In a recent study asking more than 1,000 registered dietitians what 10 superfood trends they expected to see in 2019, there were plenty of the obvious ones – avocados, seeds, blueberries, coconut products. But then, on spot seven, perched above nuts and non-dairy milk, was the humble, unassuming beet.
This root vegetable has witnessed a boom in the last few years, appearing in powders and somewhat pricey juice shots. But before it was the perfect athletic enhancer (see below), it was a staple. In Russia, for example, the veggie is simmered alongside onions and cabbage in a meat broth, then topped with dollops of sour cream, to create the quintessentially Russian soup of borscht. It’s a dish that stretches across Ukrainian history (where borscht, sans beets, actually began) and Polish celebrations (where it’s often eaten at Christmas due to its red colour). The Soviets embraced it and cosmonauts took freeze-dried borscht packets into space. Even today the dish is immensely popular; Ukrainian restaurant chain Puzata Hata sells over a tonne of borscht daily.
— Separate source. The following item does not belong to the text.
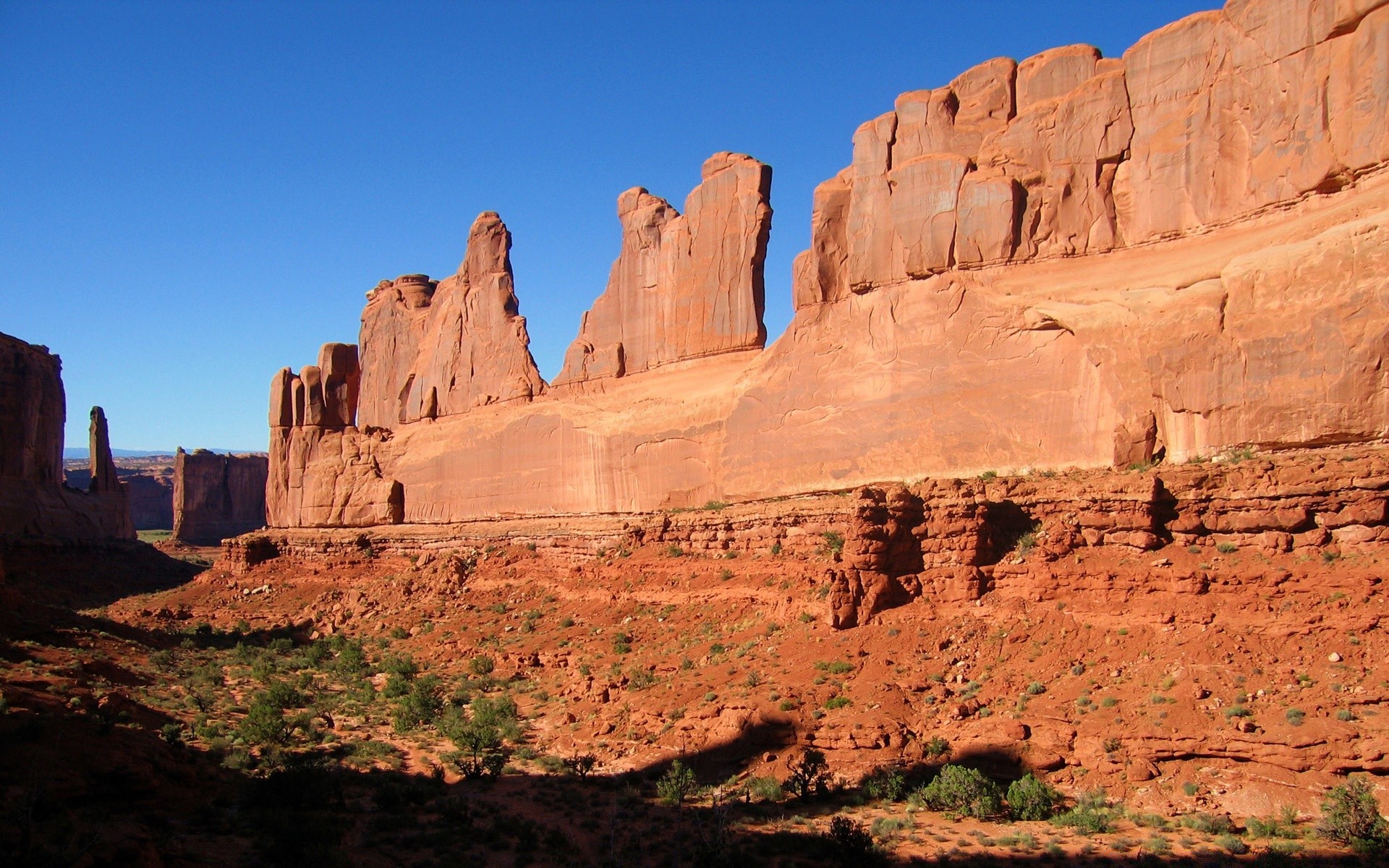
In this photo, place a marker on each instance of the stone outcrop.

Yet the beet has moved beyond borscht. Olympic athletes gulp down ounces of juiced beet in an effort to improve their performance. Runners who took a beet shot before racing shaved 1.5 per cent from their time, noted a study in the Journal of Applied Physiology. Another study noted that after drinking approximately 500ml before cycling, people could ride 16 per cent longer than before. And a study of 23 other beet juice studies revealed the stuff can improve cardiovascular performance overall. The health benefits are all linked back to the nitrate level of beets, which basically helps your body process oxygen better!